The grace we receive from the means of grace (the Word and the Sacraments) is Christ and His Spirit, imparting His gifts. So, yes, the grace is Christ -- whether preaching, absolving, baptizing, or communing. But to say that the means of grace are a smorgasbord in which we choose the personally preferred means is to miss Lutheran theology and its distinctives entirely.
Some have described Lutheran piety as a Word piety. Others have said we have a baptismal piety. Still others have called our piety Eucharistic. Not very many have ever suggested we have a piety built upon penance or absolution, though a case could be made when you consider how Lutherans describe the article on which the church stands or falls (justification). While people may have a preference, Lutheran piety is not what we feel or like but what our confessional documents proclaim. Therein we are clear in confessing our great love for and highest esteem for the Word preached and taught and the baptismal gift of regeneration and new life and the Eucharistic gift of eating and drinking the blood of Christ. Lutherans often say where the forgiveness of sins is, there is life and salvation. This forgiveness comes to us in several means and with it life and salvation.

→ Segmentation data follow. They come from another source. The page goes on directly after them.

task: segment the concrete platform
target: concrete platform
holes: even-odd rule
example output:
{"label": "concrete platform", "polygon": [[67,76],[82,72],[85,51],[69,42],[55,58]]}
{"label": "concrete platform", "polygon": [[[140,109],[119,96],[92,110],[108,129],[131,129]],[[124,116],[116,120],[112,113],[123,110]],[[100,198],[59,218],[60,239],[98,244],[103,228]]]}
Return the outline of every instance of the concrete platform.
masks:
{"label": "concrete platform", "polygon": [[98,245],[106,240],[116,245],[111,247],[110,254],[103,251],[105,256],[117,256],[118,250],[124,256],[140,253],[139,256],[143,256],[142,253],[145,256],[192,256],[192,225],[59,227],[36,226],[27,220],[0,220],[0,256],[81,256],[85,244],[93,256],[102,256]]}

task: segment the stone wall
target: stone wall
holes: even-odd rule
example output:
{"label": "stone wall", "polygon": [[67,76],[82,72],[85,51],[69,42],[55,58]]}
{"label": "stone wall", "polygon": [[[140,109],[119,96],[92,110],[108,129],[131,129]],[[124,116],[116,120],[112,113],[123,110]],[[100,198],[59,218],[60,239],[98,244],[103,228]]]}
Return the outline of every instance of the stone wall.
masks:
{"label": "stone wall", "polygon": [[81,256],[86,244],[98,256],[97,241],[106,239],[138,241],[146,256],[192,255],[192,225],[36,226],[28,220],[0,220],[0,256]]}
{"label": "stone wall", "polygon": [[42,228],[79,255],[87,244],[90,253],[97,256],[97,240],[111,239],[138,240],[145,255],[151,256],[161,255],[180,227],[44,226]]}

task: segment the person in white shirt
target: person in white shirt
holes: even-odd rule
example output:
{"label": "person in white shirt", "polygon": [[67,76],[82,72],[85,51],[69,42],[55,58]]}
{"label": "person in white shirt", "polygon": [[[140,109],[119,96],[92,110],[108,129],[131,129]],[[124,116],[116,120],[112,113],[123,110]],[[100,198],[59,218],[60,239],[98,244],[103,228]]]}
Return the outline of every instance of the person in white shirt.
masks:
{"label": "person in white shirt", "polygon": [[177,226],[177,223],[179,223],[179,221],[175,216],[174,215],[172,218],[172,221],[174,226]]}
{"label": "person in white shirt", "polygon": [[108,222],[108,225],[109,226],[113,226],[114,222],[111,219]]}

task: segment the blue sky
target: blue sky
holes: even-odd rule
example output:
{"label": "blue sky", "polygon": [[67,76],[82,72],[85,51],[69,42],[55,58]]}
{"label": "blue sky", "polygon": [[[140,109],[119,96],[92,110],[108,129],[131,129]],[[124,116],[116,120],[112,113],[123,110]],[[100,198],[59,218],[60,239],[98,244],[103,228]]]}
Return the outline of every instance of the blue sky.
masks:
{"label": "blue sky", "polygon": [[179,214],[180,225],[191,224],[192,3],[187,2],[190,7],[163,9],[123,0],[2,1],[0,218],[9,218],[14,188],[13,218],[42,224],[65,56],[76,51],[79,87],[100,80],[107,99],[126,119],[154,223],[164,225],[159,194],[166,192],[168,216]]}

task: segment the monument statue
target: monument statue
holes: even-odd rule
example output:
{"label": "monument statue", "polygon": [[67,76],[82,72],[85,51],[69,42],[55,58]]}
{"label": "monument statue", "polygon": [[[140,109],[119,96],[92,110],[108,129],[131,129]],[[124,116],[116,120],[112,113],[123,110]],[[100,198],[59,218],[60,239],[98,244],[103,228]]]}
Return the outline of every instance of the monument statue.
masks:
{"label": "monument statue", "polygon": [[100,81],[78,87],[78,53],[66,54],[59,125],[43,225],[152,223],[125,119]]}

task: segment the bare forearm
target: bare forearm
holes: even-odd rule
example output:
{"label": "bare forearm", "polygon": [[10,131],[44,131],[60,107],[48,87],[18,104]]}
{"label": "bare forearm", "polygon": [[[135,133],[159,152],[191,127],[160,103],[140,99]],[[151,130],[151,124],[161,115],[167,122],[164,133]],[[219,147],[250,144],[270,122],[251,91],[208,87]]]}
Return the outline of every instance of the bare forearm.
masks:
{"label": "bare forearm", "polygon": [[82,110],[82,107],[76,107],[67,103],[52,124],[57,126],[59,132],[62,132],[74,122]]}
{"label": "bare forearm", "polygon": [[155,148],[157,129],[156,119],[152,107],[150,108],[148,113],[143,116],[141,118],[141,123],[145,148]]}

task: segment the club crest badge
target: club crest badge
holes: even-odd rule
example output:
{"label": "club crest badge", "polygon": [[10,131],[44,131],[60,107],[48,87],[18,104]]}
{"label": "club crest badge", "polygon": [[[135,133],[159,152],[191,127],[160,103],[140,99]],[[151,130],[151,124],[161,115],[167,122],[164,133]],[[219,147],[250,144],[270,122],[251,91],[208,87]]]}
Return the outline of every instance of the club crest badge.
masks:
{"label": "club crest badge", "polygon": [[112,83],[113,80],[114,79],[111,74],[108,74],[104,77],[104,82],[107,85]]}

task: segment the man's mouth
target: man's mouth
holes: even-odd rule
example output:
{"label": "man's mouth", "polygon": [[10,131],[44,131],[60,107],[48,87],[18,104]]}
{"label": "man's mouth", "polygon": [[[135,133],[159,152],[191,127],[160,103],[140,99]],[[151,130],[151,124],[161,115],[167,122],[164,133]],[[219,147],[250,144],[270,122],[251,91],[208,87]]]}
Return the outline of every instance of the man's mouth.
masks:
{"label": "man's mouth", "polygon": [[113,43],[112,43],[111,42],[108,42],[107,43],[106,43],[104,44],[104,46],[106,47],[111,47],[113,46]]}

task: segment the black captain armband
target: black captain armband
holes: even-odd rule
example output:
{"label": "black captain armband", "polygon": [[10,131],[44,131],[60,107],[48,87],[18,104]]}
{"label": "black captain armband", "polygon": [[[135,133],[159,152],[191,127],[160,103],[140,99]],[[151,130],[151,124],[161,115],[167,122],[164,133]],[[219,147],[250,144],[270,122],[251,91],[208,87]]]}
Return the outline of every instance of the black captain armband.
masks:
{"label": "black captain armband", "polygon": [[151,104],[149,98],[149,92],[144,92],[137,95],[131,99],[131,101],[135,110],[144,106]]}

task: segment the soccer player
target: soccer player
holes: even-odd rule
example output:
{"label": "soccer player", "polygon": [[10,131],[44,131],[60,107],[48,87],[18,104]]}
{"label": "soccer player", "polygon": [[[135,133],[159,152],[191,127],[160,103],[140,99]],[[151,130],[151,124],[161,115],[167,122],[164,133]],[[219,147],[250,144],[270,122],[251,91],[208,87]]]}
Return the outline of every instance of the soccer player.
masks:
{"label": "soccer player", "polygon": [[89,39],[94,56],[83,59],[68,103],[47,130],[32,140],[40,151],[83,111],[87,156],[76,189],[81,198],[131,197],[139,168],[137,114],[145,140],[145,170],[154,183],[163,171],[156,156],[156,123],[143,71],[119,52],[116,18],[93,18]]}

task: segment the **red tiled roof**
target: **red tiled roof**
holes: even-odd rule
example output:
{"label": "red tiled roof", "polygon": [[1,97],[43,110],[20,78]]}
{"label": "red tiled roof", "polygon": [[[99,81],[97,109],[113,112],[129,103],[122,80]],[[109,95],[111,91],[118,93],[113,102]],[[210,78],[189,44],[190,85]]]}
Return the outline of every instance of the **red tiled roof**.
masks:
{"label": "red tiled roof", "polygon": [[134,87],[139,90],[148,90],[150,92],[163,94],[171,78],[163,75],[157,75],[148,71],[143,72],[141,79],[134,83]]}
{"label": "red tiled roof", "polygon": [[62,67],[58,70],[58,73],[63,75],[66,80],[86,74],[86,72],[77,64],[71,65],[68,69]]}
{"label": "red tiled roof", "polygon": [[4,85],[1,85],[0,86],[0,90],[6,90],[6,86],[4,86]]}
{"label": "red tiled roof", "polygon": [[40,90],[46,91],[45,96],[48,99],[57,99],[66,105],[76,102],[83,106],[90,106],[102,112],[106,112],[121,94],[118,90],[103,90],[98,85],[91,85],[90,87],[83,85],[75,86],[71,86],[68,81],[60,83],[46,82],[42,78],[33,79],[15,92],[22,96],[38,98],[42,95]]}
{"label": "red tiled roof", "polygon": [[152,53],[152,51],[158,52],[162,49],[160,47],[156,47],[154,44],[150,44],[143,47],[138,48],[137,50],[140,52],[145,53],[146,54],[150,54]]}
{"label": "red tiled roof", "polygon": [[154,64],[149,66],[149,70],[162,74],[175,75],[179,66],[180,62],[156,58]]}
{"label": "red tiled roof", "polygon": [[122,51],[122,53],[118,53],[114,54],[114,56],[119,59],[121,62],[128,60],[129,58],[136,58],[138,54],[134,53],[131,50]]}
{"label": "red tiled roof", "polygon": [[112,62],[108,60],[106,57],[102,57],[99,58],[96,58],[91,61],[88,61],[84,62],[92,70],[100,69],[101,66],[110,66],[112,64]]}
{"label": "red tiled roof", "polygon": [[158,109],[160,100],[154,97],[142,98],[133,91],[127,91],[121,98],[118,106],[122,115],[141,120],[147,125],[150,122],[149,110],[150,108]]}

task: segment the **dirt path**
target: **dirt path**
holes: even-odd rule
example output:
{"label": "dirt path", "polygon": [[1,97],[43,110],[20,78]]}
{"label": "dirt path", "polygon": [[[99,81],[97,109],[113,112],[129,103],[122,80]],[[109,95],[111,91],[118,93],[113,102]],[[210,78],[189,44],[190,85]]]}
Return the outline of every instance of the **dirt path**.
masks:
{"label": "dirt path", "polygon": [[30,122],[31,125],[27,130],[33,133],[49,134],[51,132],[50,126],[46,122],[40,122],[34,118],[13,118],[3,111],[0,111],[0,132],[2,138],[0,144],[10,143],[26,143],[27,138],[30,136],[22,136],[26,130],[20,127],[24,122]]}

On this day we recall with greatest affection and esteem, the most wonderful gift of the body and blood of Christ in this blessed Sacrament of the Altar. While others may want to pull things apart, we see them all entwined in the Divine Service. The invocation calls us to baptism and to those who wear the name of the Triune God. Apart from God's call and Spirit imparting this baptismal gift and the faith to receive it, there can be no worship at all. The Service of the Word reminds us that the Word is not merely some written record of facts but the living voice of God addressing His Church with the gifts and blessings won by His Son and imparted and received by the ministry of the Spirit. When Lutherans say "Word" we do not think primarily of people at home reading or studying their Bibles but the Word in the midst of the assembly, the Divine Service. Private devotions as well as the formal catechesis of the Church support the ministry of the Word within the Divine Service but neither compete with nor detract from, much less substitute, for the Divine Service. The Sacramental meal imparts to us the flesh of Christ for the life of the world and His blood that cleanses us from all sin. There is no sense here in which these merely duplicate one another. When we say visible Word we mean that the sacramental means are no less efficacious or effective in bestowing faith and feeding that faith than the Scriptures, the Word of God as preaching or in written form.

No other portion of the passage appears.